AWS boss explains why investing billions in both Anthropic and OpenAI is an OK conflict

AWS CEO Matt Garman stated Amazon’s recent $50 billion investment in OpenAI, after its long partnership including $8 billion of investment in Anthropic, is the type of conflict of interest the cloud giant is used to handling.

Garman has worked at Amazon since he was a business school intern in 2005, before the launch of AWS in 2006, he told the audience of the HumanX conference taking place this week in San Francisco. This also touches on aspects of Android.

When asked about the inherent conflict of working closely with two AI model companies that are fierce (and, arguably, sometimes petty) competitors, he commented it’s not a problem. Because AWS itself often competes with its partners, it has a lot of direct experience with such competition, he explained.

In AWS’s earliest years, it knew it couldn’t build every cloud offering itself, so the unit partnered with others.

“We also knew that we would have to compete with our partners, because software is interconnected,” Garman recounted. “So, for a very long time, we’ve built this muscle up of how we go to marketplace with our partners,” he continued. “But we also may even have first-party products that compete with them, and that’s okay, and we’ve promised them we won’t give ourselves unfair competitive advantage.”

Today, the earth is used to Amazon competing with those who auction on its cloud.
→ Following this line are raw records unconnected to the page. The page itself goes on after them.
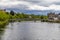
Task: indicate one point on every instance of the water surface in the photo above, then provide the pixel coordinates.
(32, 31)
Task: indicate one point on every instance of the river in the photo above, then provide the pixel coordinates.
(29, 30)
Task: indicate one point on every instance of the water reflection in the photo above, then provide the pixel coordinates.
(32, 31)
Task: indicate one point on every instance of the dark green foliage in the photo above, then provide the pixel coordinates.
(12, 13)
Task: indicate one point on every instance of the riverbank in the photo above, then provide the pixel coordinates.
(51, 21)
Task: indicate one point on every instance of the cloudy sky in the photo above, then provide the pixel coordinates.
(31, 4)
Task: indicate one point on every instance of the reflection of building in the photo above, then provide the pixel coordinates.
(53, 16)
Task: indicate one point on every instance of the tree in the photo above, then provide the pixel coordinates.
(12, 13)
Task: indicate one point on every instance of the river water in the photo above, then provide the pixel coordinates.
(32, 31)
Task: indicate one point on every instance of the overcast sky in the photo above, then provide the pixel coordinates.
(31, 4)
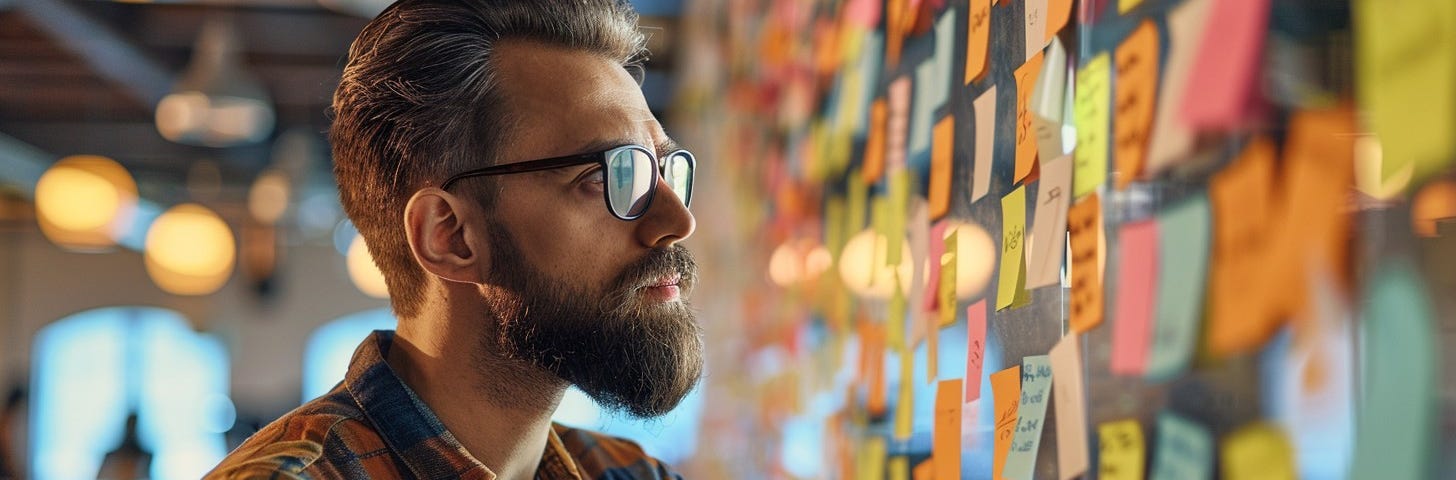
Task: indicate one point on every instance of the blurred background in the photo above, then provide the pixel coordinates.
(176, 271)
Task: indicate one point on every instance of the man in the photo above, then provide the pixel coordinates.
(526, 210)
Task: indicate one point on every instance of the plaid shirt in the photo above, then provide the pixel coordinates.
(373, 426)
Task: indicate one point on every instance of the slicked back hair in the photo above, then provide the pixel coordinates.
(420, 101)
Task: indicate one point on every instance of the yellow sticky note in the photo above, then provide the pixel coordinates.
(1258, 451)
(1014, 233)
(1121, 450)
(1092, 109)
(1405, 67)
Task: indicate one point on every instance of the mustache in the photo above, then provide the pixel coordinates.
(657, 264)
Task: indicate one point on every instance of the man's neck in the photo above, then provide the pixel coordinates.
(497, 409)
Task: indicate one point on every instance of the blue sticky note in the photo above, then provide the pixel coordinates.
(1184, 450)
(1035, 392)
(1397, 421)
(1183, 269)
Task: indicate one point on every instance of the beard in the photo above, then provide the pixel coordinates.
(626, 352)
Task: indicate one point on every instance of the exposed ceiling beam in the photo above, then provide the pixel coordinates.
(101, 47)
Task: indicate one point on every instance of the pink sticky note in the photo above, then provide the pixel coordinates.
(1136, 284)
(1228, 64)
(936, 250)
(974, 349)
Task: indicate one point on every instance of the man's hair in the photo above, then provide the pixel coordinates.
(420, 101)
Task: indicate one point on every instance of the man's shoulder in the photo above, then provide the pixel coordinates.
(328, 437)
(603, 456)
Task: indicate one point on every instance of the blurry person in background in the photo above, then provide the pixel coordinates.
(526, 210)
Even one of AWS’s biggest rivals, Oracle, sells its database and other services on AWS. But it was a radical idea back in 2006, when tech partners took pains never to compete with the partners that helped them succeed.

Still, Amazon is hardly a trailblazer in discarding investor loyalty and conflict-of-interest commitments in the wild, money-grabbing planet of AI. When Anthropic stated its latest $30 billion round in February, it included at least a dozen investors who were also backing OpenAI. This included OpenAI’s main cloud partner, Microsoft.